Friday, 15 March 2013

Psychiatric Tales - a graphic novel by Darryl Cunningham

This book made me cry and on the back is described as harrowing so perhaps it has the same effect on others. You know that thing where an unexpected kindness can hit you quite hard, that is how it got to me.

As you might guess from the title the book is about mental illness - both from the perspective of the author's experiences as a psychiatric nurse and then later his own struggles. It is written with deep compassion and humanity. Simply told, each sentence is carefully crafted with drawings that powerfully reinforce the text.

I guess that whether or how this book might affect you will depend on your life experiences.

In October last year one of my cousins committed suicide. We are a family that stays in contact - I regularly receive news from or about everyone through to second or third cousins and beyond.

However I did not know this cousin particularly well. He was very close to a couple of family members but was reserved with most of the rest of us and had lived overseas for many years.
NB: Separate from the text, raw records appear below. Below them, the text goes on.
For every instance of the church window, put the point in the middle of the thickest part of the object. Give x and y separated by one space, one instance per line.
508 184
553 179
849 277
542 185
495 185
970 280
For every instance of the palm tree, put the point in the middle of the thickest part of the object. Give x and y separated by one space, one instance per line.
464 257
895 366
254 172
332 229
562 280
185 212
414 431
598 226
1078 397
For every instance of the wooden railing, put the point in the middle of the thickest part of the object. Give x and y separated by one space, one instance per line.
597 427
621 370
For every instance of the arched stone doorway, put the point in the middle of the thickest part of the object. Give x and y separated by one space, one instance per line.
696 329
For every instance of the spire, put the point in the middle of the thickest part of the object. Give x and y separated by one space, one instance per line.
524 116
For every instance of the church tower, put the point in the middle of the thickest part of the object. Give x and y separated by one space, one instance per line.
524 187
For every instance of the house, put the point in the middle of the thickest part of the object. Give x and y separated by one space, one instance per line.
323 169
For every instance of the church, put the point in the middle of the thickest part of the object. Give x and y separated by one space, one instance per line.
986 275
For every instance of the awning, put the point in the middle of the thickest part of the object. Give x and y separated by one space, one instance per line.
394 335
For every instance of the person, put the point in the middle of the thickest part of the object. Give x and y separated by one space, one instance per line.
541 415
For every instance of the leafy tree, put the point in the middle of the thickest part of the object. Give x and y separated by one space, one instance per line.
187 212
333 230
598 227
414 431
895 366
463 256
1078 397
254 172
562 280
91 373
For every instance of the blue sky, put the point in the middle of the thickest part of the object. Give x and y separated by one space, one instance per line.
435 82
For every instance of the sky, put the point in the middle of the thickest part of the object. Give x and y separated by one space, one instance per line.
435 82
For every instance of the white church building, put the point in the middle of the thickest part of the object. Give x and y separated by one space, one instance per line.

At the time it was difficult to explain how deeply his suicide affected me and I ended up feeling that I did not have the right to be upset. But then I read this sentence in Psychiatric Tales "the effects of suicide ripple outwards" and it goes on to describe how it intimately affects others - friends, family and strangers. It felt like I had been given permission to feel bad and I think this is something I needed to do.

As you can see the chapter on suicide affected me the most but all of the chapters are powerful and moving. It is an honest and compassionate book, I think that many people would benefit from reading it. It is also a wonderful example of the art of the graphic novel, I think part of its power lies in its form.